EN VIVO

En esto
creemos

Estos principios expresan nuestra declaración de fe y resume las verdades en las que nos sustentamos:

Creemos en la existencia de un solo Dios infinito,

inmutable, perfecto, creador y sustentador de todas las cosas; de eterna existencia en las tres personas de la Trinidad: Padre, Hijo y Espíritu Santo.

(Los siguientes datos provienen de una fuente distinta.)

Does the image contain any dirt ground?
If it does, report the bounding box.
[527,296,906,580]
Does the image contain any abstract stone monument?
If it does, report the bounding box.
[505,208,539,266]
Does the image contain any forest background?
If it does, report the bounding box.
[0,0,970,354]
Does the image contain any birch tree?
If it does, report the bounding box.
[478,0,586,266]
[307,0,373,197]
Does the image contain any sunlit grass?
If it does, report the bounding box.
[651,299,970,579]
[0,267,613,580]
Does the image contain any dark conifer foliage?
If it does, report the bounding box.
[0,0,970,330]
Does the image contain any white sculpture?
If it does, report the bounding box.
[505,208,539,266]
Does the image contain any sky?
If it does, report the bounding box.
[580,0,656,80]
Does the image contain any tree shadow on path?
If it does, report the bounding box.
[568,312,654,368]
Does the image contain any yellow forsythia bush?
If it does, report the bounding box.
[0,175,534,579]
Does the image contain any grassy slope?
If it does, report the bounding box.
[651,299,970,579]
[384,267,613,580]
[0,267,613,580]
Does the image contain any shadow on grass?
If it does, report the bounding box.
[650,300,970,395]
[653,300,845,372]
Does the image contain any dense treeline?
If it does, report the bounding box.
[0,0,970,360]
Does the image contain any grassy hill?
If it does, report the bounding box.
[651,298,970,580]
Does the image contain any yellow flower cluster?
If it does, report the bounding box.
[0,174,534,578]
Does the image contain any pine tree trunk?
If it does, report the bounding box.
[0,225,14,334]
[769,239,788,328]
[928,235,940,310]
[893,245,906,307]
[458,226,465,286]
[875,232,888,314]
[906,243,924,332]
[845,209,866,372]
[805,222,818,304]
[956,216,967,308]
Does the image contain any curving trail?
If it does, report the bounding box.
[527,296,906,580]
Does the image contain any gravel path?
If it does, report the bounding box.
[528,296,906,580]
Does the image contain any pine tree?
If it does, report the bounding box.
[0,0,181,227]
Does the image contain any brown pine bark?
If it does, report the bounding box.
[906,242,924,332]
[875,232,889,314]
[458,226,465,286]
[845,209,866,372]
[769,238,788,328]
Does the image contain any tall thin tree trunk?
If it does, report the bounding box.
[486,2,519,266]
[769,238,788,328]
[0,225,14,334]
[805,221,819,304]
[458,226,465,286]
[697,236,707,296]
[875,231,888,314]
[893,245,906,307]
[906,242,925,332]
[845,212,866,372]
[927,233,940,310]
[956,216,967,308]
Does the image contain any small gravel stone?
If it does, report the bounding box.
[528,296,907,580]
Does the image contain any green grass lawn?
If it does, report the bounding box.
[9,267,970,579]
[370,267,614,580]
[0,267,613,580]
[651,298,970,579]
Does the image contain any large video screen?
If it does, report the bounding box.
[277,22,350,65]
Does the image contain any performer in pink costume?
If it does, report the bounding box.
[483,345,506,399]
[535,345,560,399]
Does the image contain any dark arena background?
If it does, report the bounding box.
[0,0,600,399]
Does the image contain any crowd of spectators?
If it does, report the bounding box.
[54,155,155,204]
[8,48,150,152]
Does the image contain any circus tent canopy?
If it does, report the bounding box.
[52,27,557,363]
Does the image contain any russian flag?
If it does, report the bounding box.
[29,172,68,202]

Creemos que Jesucristo es verdadero Dios y verdadero hombre;

nacido de la virgen María por obra del Espíritu Santo; que vivió sin pecado y murió en la cruz en sacrificio sustitutorio por la humanidad ; que fue sepultado, resucitó al tercer día y ascendió corporalmente a los cielos. Que hoy está a la diestra de Dios como nuestro representante y único Mediador, y que vendrá otra vez para establecer su reino de justicia y paz. Que es salvador de todos los que se arrepienten y se apropian por fe de su obra expiatoria en la cruz del Calvario.

Creemos que el Espíritu Santo es la tercera persona de la Trinidad,

habitando en la Iglesia desde Pentecostés conforme a la promesa del Padre. Que es el encargado de convencer al mundo de pecado, de justicia y de juicio. Que da vida nueva al que pone su fe en Cristo como Salvador, viniendo a habitar en él y haciéndole un hijo de Dios.

Creemos que el hombre, originalmente creado a imagen y semejanza de Dios,

cayó por desobediencia, trayendo así la muerte física y espiritual sobre la humanidad. El hombre nace desde entonces con una naturaleza pecaminosa y separado de Dios; siendo redimido y regenerado por el Espíritu Santo únicamente al poner su fe en Cristo como Salvador y Señor.

Creemos que el Señor Jesucristo bautiza con el Espíritu Santo al creyente,

dándole así el poder para ser un testigo eficaz, en una experiencia normalmente subsecuente a la conversión.

Creemos que el bautismo con el Espíritu Santo es la puerta de entrada al ámbito sobrenatural de la vida cristiana,

y a lo que debe ser una vida en continua plenitud y en obediencia a la Palabra de Dios. Creemos que el orar en lenguas es una de las manifestaciones de dicho bautismo, así como lo son una experiencia con Dios más real y profunda, y el poder para una vida de santidad y para un servicio más efectivo a Dios mediante los dones del Espíritu.

Creemos en la sanidad divina de los enfermos

por medio de la oración de fe en Jesucristo.

Creemos que las Sagradas Escrituras,

compuestas por 66 libros divididos en el Antiguo y el Nuevo Testamento, fueron sobrenatural, plenaria y dinámicamente inspiradas por Dios en su forma original, y constituyen así la Palabra infalible de Dios y la revelación completa del camino de salvación para el ser humano, y su única regla de fe y conducta cristiana.

Creemos que el destino del impenitente e incrédulo es una existencia en tormento eterno,

mientras que el del creyente en Jesucristo es una existencia en espíritu, alma y cuerpo glorificado, de eterno gozo y bendición en la comunión con Dios.

Creemos que la Iglesia Universal, verdadero cuerpo místico de Cristo,

está constituida por todas las personas renacidas espiritualmente por la obra del Espíritu Santo en base a la fe puesta en Jesucristo. La Iglesia ha sido comisionada para predicar el Evangelio a toda criatura en todas las naciones, bautizándolas en el nombre del Padre, del Hijo y del Espíritu Santo; y enseñándoles a cumplir con los mandatos de Cristo.

Creemos en el rapto de la iglesia antes de la tribulación final

y que al terminar ésta, Cristo volverá corporalmente por segunda vez para establecer Su reino milenial.

Creemos en la perseverancia de los santos como resultado de su unión con Cristo por la fe,

y asegurada por los medios de gracia de Dios.